Ce livre semble surréaliste mais il n’est pas irréaliste. Son objet ne couvre t il pas un rêve ultime ? Celui d’une liberté absolue d’actions, sans conditions ni pression, d’une éducation centrée sur la créativité et l’imagination stimulée sur tous types d’écrans (téléviseur, plateformes, apps …), d’un développement de projets illustrant des passions les plus insolites sans grande concurrence, de fortunes dépassant le PIB de plusieurs pays occidentaux, de recours à des optimisations fiscales légales, d’une puissance défiant les Etats, d’un modèle disruptif de nouveau monde aux antipodes de l’ordre mondial actuel.
Dans un style concis et vivant, Christine Kerdellant se livre à un audit des visions futuristes d’une poignée d’influenceurs à la fois milliardaires et américains. Leur vision de changement social à portée extra planétaire pourrait saper les fondements mêmes du capitalisme.
Opportunités pour l’humanité ou menaces pour la démocratie ? Leur puissance n’émane pas uniquement de l’immensité de leur fortune, mais pour certains, de leurs activités high tech en situation de monopole, et pour d’autres, de leur diffusion de données sensibles à une fraction de l’humanité. Pour l’autrice, cela pose un problème d’éthique et de responsabilité de la part des Etats. Dans son ouvrage, elle attise la curiosité du lecteur afin d’alerter sur l’absence de limites et de contrôles de ces projets, entraînant une mainmise de plus d’un tiers de satellites impactant les stratégies militaires, le déploiement d’implants sur les humains dans un cadre médical, l’exploitation de milliards de données à des fins politiques … Ces rêveurs passionnés de science-fiction ne sont pas loin de supplanter l’Etat qui selon eux se contente de les taxer à outrance.

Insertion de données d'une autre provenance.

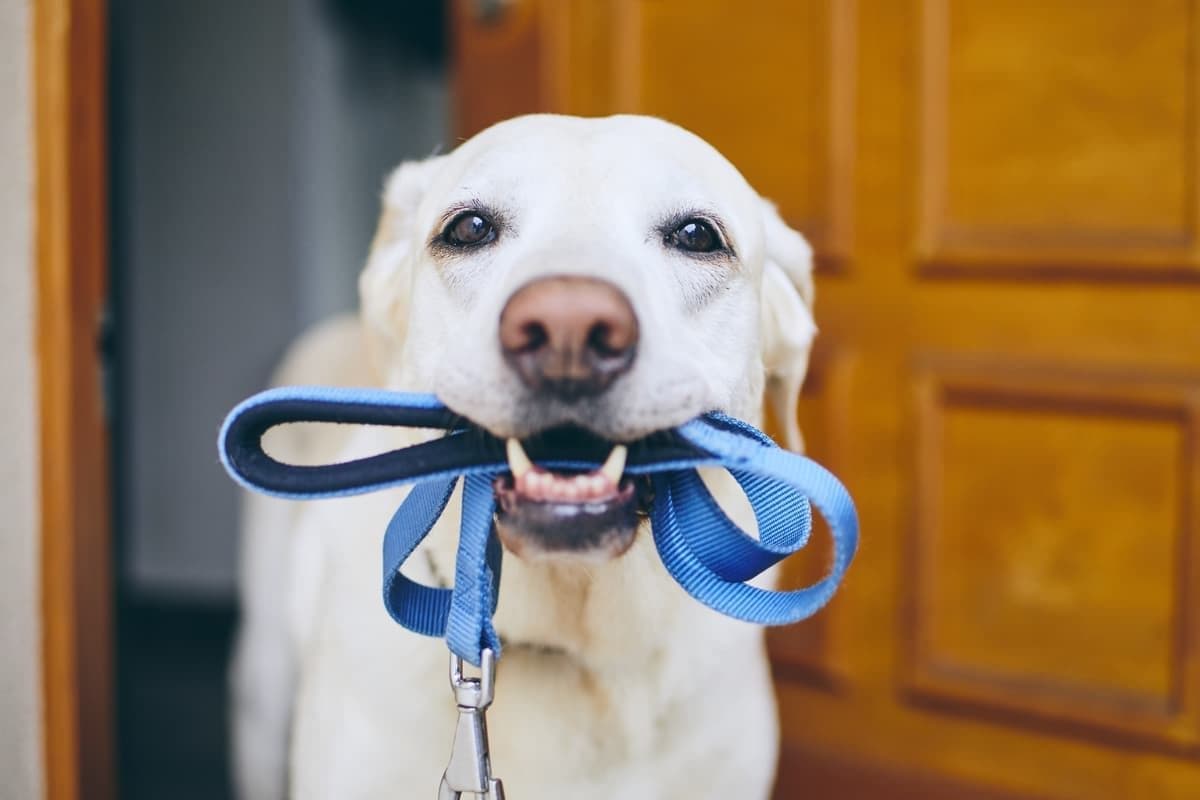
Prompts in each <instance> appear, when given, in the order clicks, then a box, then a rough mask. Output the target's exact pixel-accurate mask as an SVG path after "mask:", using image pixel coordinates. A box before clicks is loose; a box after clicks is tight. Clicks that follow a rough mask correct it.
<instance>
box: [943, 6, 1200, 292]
mask: <svg viewBox="0 0 1200 800" xmlns="http://www.w3.org/2000/svg"><path fill="white" fill-rule="evenodd" d="M922 14H923V38H924V41H923V53H924V56H923V64H922V72H923V74H922V94H923V97H922V113H923V119H922V128H923V130H922V154H923V163H924V172H925V175H924V181H923V184H922V216H923V219H922V230H920V234H919V235H920V242H919V247H920V251H922V254H923V258H924V259H925V260H926V261H932V263H943V264H948V265H950V266H954V265H959V266H961V265H962V263H966V264H968V265H970V264H976V263H984V264H992V265H997V264H1024V265H1026V266H1034V265H1039V264H1042V263H1049V265H1050V266H1054V267H1061V266H1063V265H1066V266H1068V267H1069V266H1076V267H1086V269H1096V267H1098V266H1099V267H1108V269H1115V270H1117V271H1128V272H1132V273H1133V275H1134V276H1136V275H1138V272H1139V269H1140V270H1141V271H1144V272H1145V271H1147V270H1150V271H1156V269H1157V271H1162V270H1164V269H1170V267H1174V269H1175V270H1176V271H1178V272H1184V273H1188V275H1190V276H1192V277H1200V273H1198V272H1196V259H1195V245H1196V242H1195V230H1196V197H1195V184H1196V168H1198V167H1196V162H1198V157H1196V136H1195V130H1194V126H1195V122H1194V120H1195V100H1196V80H1195V78H1196V61H1195V58H1196V56H1195V53H1194V50H1193V48H1192V42H1193V40H1194V38H1195V24H1196V19H1195V17H1196V14H1195V7H1194V2H1190V1H1187V0H1156V1H1154V2H1146V4H1129V2H1094V4H1086V2H1075V1H1073V0H1055V1H1052V2H1039V1H1038V0H1020V1H1013V2H1003V4H997V2H989V1H988V0H954V1H953V2H952V1H950V0H926V2H924V5H923V8H922Z"/></svg>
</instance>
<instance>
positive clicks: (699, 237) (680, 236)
mask: <svg viewBox="0 0 1200 800" xmlns="http://www.w3.org/2000/svg"><path fill="white" fill-rule="evenodd" d="M666 243H667V245H670V246H671V247H676V248H678V249H683V251H688V252H689V253H713V252H715V251H719V249H724V248H725V242H722V241H721V235H720V234H718V233H716V231H715V230H714V229H713V225H710V224H709V223H707V222H704V221H703V219H688V221H686V222H684V223H683V224H682V225H679V227H678V228H676V229H674V230H672V231H671V233H670V234H667V236H666Z"/></svg>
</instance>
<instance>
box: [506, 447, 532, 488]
mask: <svg viewBox="0 0 1200 800" xmlns="http://www.w3.org/2000/svg"><path fill="white" fill-rule="evenodd" d="M504 449H505V451H506V452H508V456H509V469H510V470H512V479H514V480H516V481H520V480H521V477H522V476H523V475H524V474H526V473H528V471H529V470H532V469H533V462H532V461H529V456H527V455H526V452H524V447H522V446H521V441H520V440H517V439H512V438H510V439H509V440H508V441H505V443H504Z"/></svg>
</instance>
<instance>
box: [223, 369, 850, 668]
mask: <svg viewBox="0 0 1200 800" xmlns="http://www.w3.org/2000/svg"><path fill="white" fill-rule="evenodd" d="M288 422H331V423H342V425H386V426H402V427H413V428H440V429H444V431H446V435H444V437H442V438H438V439H434V440H432V441H427V443H424V444H419V445H413V446H410V447H404V449H401V450H394V451H390V452H385V453H380V455H377V456H371V457H367V458H360V459H356V461H350V462H343V463H337V464H326V465H318V467H300V465H293V464H284V463H281V462H278V461H275V459H274V458H271V457H270V456H269V455H266V452H264V450H263V446H262V438H263V434H264V433H265V432H266V431H268V429H270V428H272V427H275V426H277V425H283V423H288ZM461 425H462V421H461V417H458V416H457V415H455V414H452V413H451V411H450V410H449V409H446V408H445V405H443V404H442V403H440V401H438V399H437V398H436V397H433V396H431V395H410V393H402V392H389V391H382V390H362V389H332V387H322V386H311V387H310V386H289V387H282V389H274V390H270V391H265V392H262V393H259V395H256V396H253V397H251V398H248V399H247V401H245V402H242V403H241V404H239V405H238V407H236V408H234V409H233V411H230V413H229V416H228V417H226V421H224V425H223V426H222V428H221V435H220V441H218V445H220V450H221V461H222V463H223V464H224V467H226V469H227V470H228V471H229V474H230V475H232V476H233V479H234V480H235V481H238V482H239V483H241V485H242V486H245V487H246V488H248V489H253V491H256V492H263V493H265V494H271V495H275V497H281V498H292V499H304V500H308V499H316V498H330V497H343V495H349V494H361V493H365V492H374V491H378V489H384V488H389V487H396V486H404V485H412V486H413V488H412V491H410V492H409V493H408V495H407V497H406V498H404V500H403V501H402V503H401V504H400V507H398V509H397V510H396V513H395V515H394V516H392V518H391V522H390V523H389V524H388V529H386V531H385V534H384V542H383V595H384V604H385V606H386V608H388V613H389V614H391V616H392V618H394V619H395V620H396V621H397V622H400V624H401V625H403V626H404V627H407V628H408V630H410V631H415V632H418V633H424V634H426V636H437V637H445V639H446V644H448V645H449V648H450V649H451V650H452V651H454V652H455V654H456V655H458V656H460V657H462V658H464V660H467V661H468V662H470V663H473V664H475V666H478V664H479V662H480V652H481V651H482V649H484V648H491V649H492V650H493V651H496V654H497V655H499V652H500V642H499V637H498V636H497V633H496V628H494V627H493V626H492V614H493V613H494V610H496V602H497V599H498V596H499V585H500V561H502V548H500V545H499V541H498V539H497V536H496V534H494V533H493V525H492V521H493V515H494V511H496V507H494V499H493V495H492V481H493V479H494V477H496V476H498V475H502V474H504V473H508V471H509V465H508V462H506V459H505V456H504V443H503V441H500V440H499V439H497V438H494V437H492V435H490V434H487V433H485V432H481V431H479V429H463V428H462V427H460V426H461ZM608 446H611V445H608V444H607V443H604V441H600V440H595V441H592V440H588V439H587V438H581V437H571V438H569V439H563V440H558V441H557V440H556V439H554V437H552V435H550V437H545V438H539V444H538V445H535V446H534V449H532V450H530V455H532V456H533V458H534V459H535V461H536V462H538V463H539V464H541V465H545V467H550V468H554V469H581V470H589V469H595V468H596V467H598V465H599V464H600V463H601V461H602V459H604V456H605V455H607V452H606V450H607V447H608ZM536 447H540V450H539V449H536ZM697 467H724V468H725V469H727V470H728V471H730V474H731V475H732V476H733V477H734V479H736V480H737V481H738V483H739V485H740V486H742V488H743V491H744V492H745V494H746V498H748V499H749V501H750V505H751V507H752V509H754V512H755V518H756V522H757V525H758V536H757V537H754V536H750V535H749V534H746V533H745V531H744V530H742V529H740V528H739V527H738V525H737V524H734V523H733V522H732V521H731V519H730V518H728V517H727V516H726V513H725V512H724V511H722V510H721V507H720V506H719V505H718V503H716V500H715V499H714V498H713V495H712V493H710V492H709V491H708V488H707V487H706V486H704V483H703V481H702V480H701V479H700V475H698V473H697V471H696V468H697ZM625 473H626V474H629V475H648V476H649V477H650V480H652V481H653V483H654V505H653V509H652V511H650V519H652V523H653V529H654V543H655V547H656V548H658V552H659V555H660V557H661V559H662V564H664V566H665V567H666V570H667V572H668V573H670V575H671V576H672V577H673V578H674V579H676V581H677V582H678V583H679V585H680V587H683V588H684V589H685V590H686V591H688V594H690V595H691V596H692V597H695V599H696V600H698V601H700V602H702V603H704V604H706V606H708V607H710V608H713V609H715V610H718V612H720V613H722V614H727V615H730V616H734V618H737V619H740V620H745V621H748V622H755V624H760V625H784V624H787V622H794V621H798V620H802V619H804V618H806V616H810V615H811V614H814V613H815V612H816V610H817V609H820V608H821V607H822V606H823V604H824V603H826V602H828V601H829V599H830V597H832V596H833V594H834V591H836V589H838V585H839V583H840V582H841V578H842V576H844V575H845V572H846V569H847V567H848V566H850V561H851V559H852V558H853V557H854V549H856V548H857V545H858V517H857V516H856V512H854V504H853V501H852V500H851V498H850V494H848V493H847V492H846V489H845V487H842V485H841V483H840V482H839V481H838V479H836V477H834V476H833V475H832V474H830V473H829V471H828V470H826V469H824V468H823V467H821V465H820V464H817V463H816V462H814V461H810V459H808V458H804V457H803V456H798V455H796V453H792V452H787V451H785V450H781V449H780V447H779V446H778V445H775V443H773V441H772V440H770V439H769V438H768V437H767V435H766V434H763V433H762V432H760V431H757V429H756V428H754V427H751V426H749V425H746V423H745V422H742V421H740V420H734V419H732V417H730V416H726V415H724V414H719V413H710V414H706V415H703V416H700V417H697V419H695V420H692V421H691V422H688V423H685V425H683V426H680V427H678V428H676V429H674V431H671V432H667V433H660V434H655V435H653V437H649V438H647V439H644V440H642V441H636V443H631V444H630V445H629V457H628V461H626V467H625ZM460 480H462V481H463V511H462V521H461V523H460V531H458V554H457V561H456V565H455V584H454V588H452V589H444V588H439V587H426V585H422V584H420V583H416V582H414V581H412V579H409V578H407V577H406V576H404V575H403V573H402V572H401V566H403V564H404V561H406V560H407V559H408V557H409V555H412V553H413V552H414V551H415V549H416V547H418V546H419V545H420V543H421V541H422V540H424V539H425V536H426V535H428V533H430V530H432V528H433V525H434V524H436V523H437V521H438V518H439V517H440V516H442V513H443V511H444V510H445V506H446V504H448V501H449V499H450V494H451V493H452V491H454V488H455V486H456V485H457V482H458V481H460ZM810 501H811V504H812V505H815V506H816V509H817V511H820V512H821V516H822V517H823V518H824V519H826V522H827V523H828V527H829V531H830V534H832V536H833V547H834V557H833V565H832V567H830V571H829V573H828V575H827V576H826V577H824V578H823V579H821V581H818V582H817V583H815V584H812V585H811V587H808V588H804V589H798V590H794V591H772V590H767V589H758V588H756V587H751V585H748V584H746V583H745V582H746V581H749V579H751V578H754V577H755V576H757V575H760V573H761V572H762V571H763V570H766V569H768V567H770V566H772V565H774V564H776V563H779V561H780V560H781V559H784V558H786V557H787V555H790V554H792V553H794V552H796V551H798V549H800V548H802V547H804V545H805V543H806V542H808V537H809V531H810V530H811V515H810V509H809V504H810Z"/></svg>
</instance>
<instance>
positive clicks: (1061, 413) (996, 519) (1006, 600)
mask: <svg viewBox="0 0 1200 800" xmlns="http://www.w3.org/2000/svg"><path fill="white" fill-rule="evenodd" d="M997 373H1000V374H1001V375H1003V374H1004V373H1003V371H1002V369H996V368H992V369H982V368H977V369H976V371H974V372H973V373H967V374H966V375H964V374H961V373H959V374H955V373H953V372H952V373H949V374H941V373H938V372H936V371H932V372H926V373H925V374H924V375H923V377H922V378H920V379H919V384H918V391H919V395H920V397H919V401H918V409H919V426H918V427H919V434H918V438H917V447H918V453H917V459H918V468H917V474H916V477H917V500H916V501H917V513H916V530H914V531H913V555H912V559H911V561H910V564H911V567H912V572H911V575H908V576H907V581H906V585H907V587H908V590H910V594H911V595H912V601H911V608H910V624H911V628H908V630H907V631H905V632H904V638H905V639H906V640H907V642H910V643H911V645H910V646H911V663H910V672H911V674H910V679H908V686H910V688H912V690H913V692H914V693H917V694H919V696H923V697H931V698H936V699H941V700H944V702H946V703H948V704H950V705H958V704H977V705H985V706H986V705H991V706H997V708H1002V709H1004V710H1008V711H1010V712H1012V714H1009V718H1013V720H1016V721H1021V720H1022V718H1025V717H1027V716H1030V715H1032V716H1042V717H1050V718H1055V720H1064V721H1070V722H1076V723H1080V726H1082V727H1088V726H1090V727H1093V728H1096V729H1100V730H1104V732H1106V733H1116V734H1129V735H1130V736H1132V738H1139V739H1146V740H1150V741H1158V742H1160V744H1168V745H1177V746H1186V745H1192V744H1195V742H1196V741H1198V730H1196V724H1195V723H1196V712H1195V709H1194V708H1193V698H1194V697H1195V690H1194V686H1192V685H1189V684H1190V681H1192V678H1190V676H1189V675H1188V670H1187V666H1186V661H1184V658H1186V655H1184V654H1186V652H1188V651H1190V650H1192V646H1193V637H1192V631H1193V630H1194V620H1193V619H1192V616H1193V614H1192V613H1190V612H1189V609H1188V607H1187V604H1186V599H1187V597H1188V596H1190V595H1192V593H1190V589H1189V587H1188V585H1187V582H1188V571H1187V569H1186V567H1187V564H1188V563H1189V561H1192V560H1194V559H1195V558H1196V555H1198V553H1196V551H1195V548H1194V546H1193V545H1192V542H1193V541H1194V536H1193V533H1192V530H1190V527H1192V518H1193V510H1194V509H1195V498H1194V495H1193V491H1192V489H1193V486H1194V483H1195V480H1196V475H1198V473H1196V458H1195V443H1196V429H1198V426H1196V416H1198V407H1196V405H1195V403H1194V402H1193V401H1190V399H1189V397H1192V396H1193V395H1195V393H1198V392H1200V384H1190V385H1189V384H1183V385H1172V384H1164V385H1162V386H1156V385H1154V384H1153V383H1152V381H1151V380H1148V379H1135V378H1129V377H1126V378H1121V379H1103V380H1098V381H1097V380H1090V381H1078V383H1072V381H1067V383H1066V384H1064V383H1063V379H1062V378H1054V379H1046V378H1045V377H1044V375H1043V378H1040V379H1039V378H1033V377H1025V378H1019V379H1015V380H1014V379H1013V378H1010V377H1007V378H1000V377H997ZM1026 721H1027V720H1026Z"/></svg>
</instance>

Un contrôle des Etats, est-ce pure fiction ? Le modèle Chinois où l’Etat prend le contrôle des activités des milliardaires est il plus approprié ? Le modèle européen où l’Etat régule en taxant fortement les grandes fortunes?
Le capitalisme à l’américaine incluant la notion de liberté économique ayant atteint un niveau incontrôlable, ne reflète-t-il pas rêve américain qui offre l’opportunité de prospérer en toute liberté ? Dans l’ idéal, dans tous types de modèles, il faudrait des gardes fous (des » sages »).
Pour l’instant, et avec le support de leur gouvernement, les « milliardaires plus forts que les Etats » continuent donc à vivre leur rêve américain.
Christine KERDELLANT est essayiste et journaliste économique. Elle a étudié l’économie à l’Université de Caen et a intégré HEC. Parallèlement à sa carrière de journaliste, elle a écrit plus d’une quinzaine d’essais et romans.